Otherwise, such activities would be piracy, and punishable by death. The US Constitution actually gives Congress the power to issue letters of "marque and reprisal." Most constitutional law scholars see this as basically a dead letter in the modern world. But if the article is right to argue that the US should retaliate against Russia in kind, perhaps the Clause can be used to authorize US hackers to target Russian government facilities. It could even be extended to offer bounties to those who successfully hack, e.g., Russian military and intelligence databases (privateers sometimes got bounties and prize money from early modern governments).

England had less in the way of valuable overseas trade at the time - except in some regions close to home where the Spaniards probably thought it too dangerous to venture. The Spaniards did, if I remember right, not recognize the legality of the English privateers and still treated them as pirates.

Russia has much more dependence on computers than 16th century England had on shipping vulnerable to Spanish attack.

I don't know whether unleashing hackers on Russia is a good idea or not. But to work, it need not inflict as much damage as Russia could in quantitative terms. It need only be enough to make the conflict too costly for Putin to bear.

That said, I'm not actually endorsing this sort of policy. I don't know enough about the issue to do so, and there are some obvious arguments against it. If it is tried at all, it should be strictly limited to government facilities, not private ones (unlike early modern privateers, who were essentially allowed to target any ships with the "wrong" flag).

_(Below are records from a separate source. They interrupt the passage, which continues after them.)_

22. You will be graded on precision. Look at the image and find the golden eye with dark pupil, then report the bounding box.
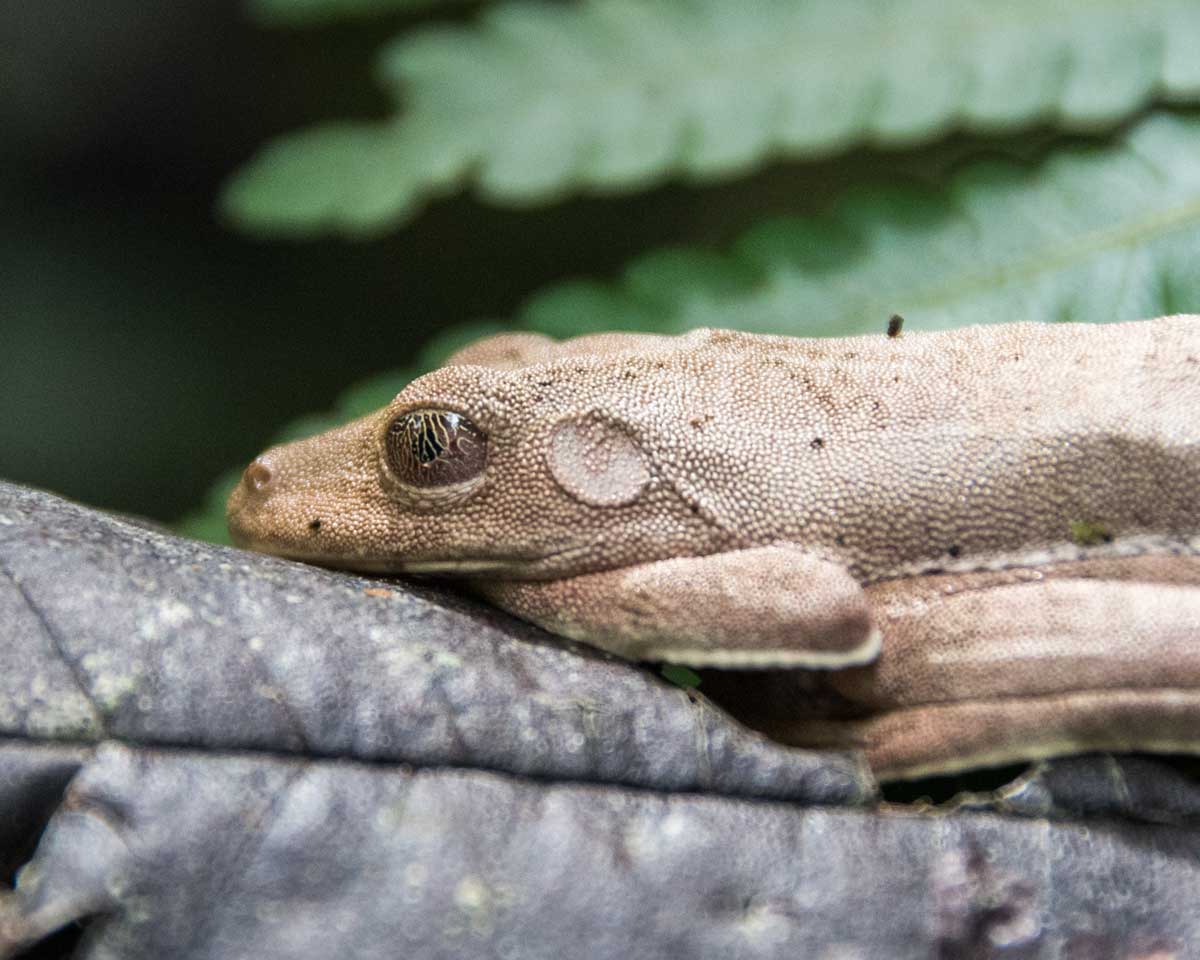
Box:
[386,410,487,487]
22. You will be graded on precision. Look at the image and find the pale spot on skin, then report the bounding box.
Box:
[546,415,650,506]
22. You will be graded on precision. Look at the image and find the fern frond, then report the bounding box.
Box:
[226,0,1200,234]
[517,114,1200,336]
[192,114,1200,538]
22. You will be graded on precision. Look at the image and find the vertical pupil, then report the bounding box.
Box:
[386,410,487,486]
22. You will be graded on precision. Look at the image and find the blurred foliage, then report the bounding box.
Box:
[177,0,1200,538]
[224,0,1200,234]
[250,0,466,26]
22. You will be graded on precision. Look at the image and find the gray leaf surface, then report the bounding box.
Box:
[0,485,1200,960]
[0,745,1200,960]
[0,484,874,803]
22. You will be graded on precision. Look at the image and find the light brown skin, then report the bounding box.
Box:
[229,316,1200,776]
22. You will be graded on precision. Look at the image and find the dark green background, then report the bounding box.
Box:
[0,0,1038,521]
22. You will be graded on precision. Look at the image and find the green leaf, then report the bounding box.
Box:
[518,114,1200,336]
[226,0,1200,234]
[192,114,1200,536]
[250,0,466,26]
[659,664,701,690]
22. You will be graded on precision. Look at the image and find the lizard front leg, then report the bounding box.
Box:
[474,546,880,668]
[748,556,1200,780]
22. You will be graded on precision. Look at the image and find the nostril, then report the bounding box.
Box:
[241,458,271,493]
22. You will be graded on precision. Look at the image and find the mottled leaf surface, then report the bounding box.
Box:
[0,743,1200,960]
[0,484,872,803]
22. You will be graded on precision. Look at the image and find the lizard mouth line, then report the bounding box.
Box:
[229,541,588,576]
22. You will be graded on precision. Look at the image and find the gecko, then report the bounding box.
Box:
[228,316,1200,779]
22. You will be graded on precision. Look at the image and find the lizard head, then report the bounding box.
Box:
[228,337,724,578]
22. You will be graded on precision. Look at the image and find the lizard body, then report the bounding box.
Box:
[229,316,1200,773]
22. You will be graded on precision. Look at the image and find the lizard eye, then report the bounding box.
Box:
[384,410,487,490]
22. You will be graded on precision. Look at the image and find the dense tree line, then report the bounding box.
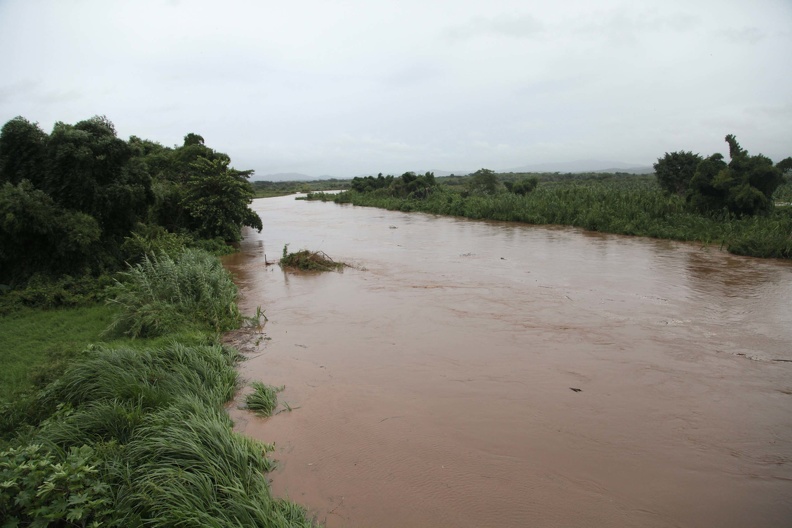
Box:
[0,116,262,285]
[654,134,792,216]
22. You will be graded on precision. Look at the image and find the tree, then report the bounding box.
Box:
[504,176,539,196]
[41,116,154,237]
[688,134,784,216]
[182,158,262,242]
[776,157,792,182]
[0,117,48,186]
[468,169,498,194]
[0,180,102,283]
[654,151,702,195]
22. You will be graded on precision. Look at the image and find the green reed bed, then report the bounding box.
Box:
[0,249,312,527]
[315,181,792,258]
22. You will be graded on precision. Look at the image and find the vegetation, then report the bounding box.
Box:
[0,250,312,527]
[0,117,312,527]
[309,174,792,258]
[278,244,346,271]
[688,134,784,216]
[0,117,262,289]
[654,151,702,196]
[245,381,284,416]
[251,178,351,198]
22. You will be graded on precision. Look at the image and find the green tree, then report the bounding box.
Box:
[42,116,154,237]
[0,117,48,186]
[688,134,784,216]
[0,180,102,283]
[776,157,792,182]
[182,158,262,242]
[654,151,702,195]
[504,176,539,196]
[468,169,499,194]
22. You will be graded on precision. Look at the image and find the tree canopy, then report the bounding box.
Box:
[687,134,784,216]
[0,116,262,283]
[654,151,702,196]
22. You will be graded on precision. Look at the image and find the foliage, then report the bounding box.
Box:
[688,134,783,216]
[109,249,242,337]
[0,336,311,527]
[776,157,792,180]
[182,158,262,242]
[42,117,154,236]
[0,180,101,283]
[245,381,284,416]
[278,244,346,271]
[654,151,702,196]
[0,117,48,185]
[0,444,113,526]
[0,116,262,288]
[503,177,539,196]
[467,169,499,194]
[121,224,192,264]
[317,174,792,258]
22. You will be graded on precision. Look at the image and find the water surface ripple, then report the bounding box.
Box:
[226,197,792,527]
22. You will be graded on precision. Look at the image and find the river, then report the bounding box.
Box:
[226,196,792,528]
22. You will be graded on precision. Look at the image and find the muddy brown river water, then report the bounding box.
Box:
[226,197,792,527]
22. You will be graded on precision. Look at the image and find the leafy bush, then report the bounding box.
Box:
[108,249,242,337]
[0,444,113,526]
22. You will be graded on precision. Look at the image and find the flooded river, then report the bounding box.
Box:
[226,197,792,527]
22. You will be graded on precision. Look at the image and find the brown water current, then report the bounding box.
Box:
[226,197,792,527]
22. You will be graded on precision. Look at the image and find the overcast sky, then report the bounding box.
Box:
[0,0,792,178]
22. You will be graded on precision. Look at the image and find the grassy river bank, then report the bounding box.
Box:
[307,176,792,258]
[0,250,313,527]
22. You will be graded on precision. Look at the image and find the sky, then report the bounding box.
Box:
[0,0,792,179]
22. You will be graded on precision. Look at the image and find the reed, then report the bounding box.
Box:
[318,179,792,258]
[108,249,242,337]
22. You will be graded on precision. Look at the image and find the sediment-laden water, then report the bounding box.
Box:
[226,197,792,527]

I am skeptical that the present Russian government can be trusted to abide by any agreements. What they are doing is already illegal under current international law. If they violate existing law with impunity, they will do the same with a new agreement - unless there is some kind of new deterrent involved hefty enough to change the structure of incentives.

Russia does have lots of tech firms and other businesses which are "big" in the sense of having, say, hundreds of employees, and millions of dollars of net worth, and their only government connections are just whatever they need to do to stay in business (which, of course, may well involve paying bribes to officials and avoiding open criticism of the government). In other cases, the line between public and private is fuzzy. But the same is sometimes true in the US (as with public utilities, defense contractors, etc.).

There is of course, the Paris declaration which nearly every major power has signed or adheres to. However, a new US law could supersede it, as far as US law is concerned. Other nations could still try to prosecute the US hackers. But, unlike with pirates who can be captured on the high seas, other governments would have a hard time getting their hands on US hackers if the US government chose not to cooperate (just as the US has had great difficulty targeting Russian-supported hackers).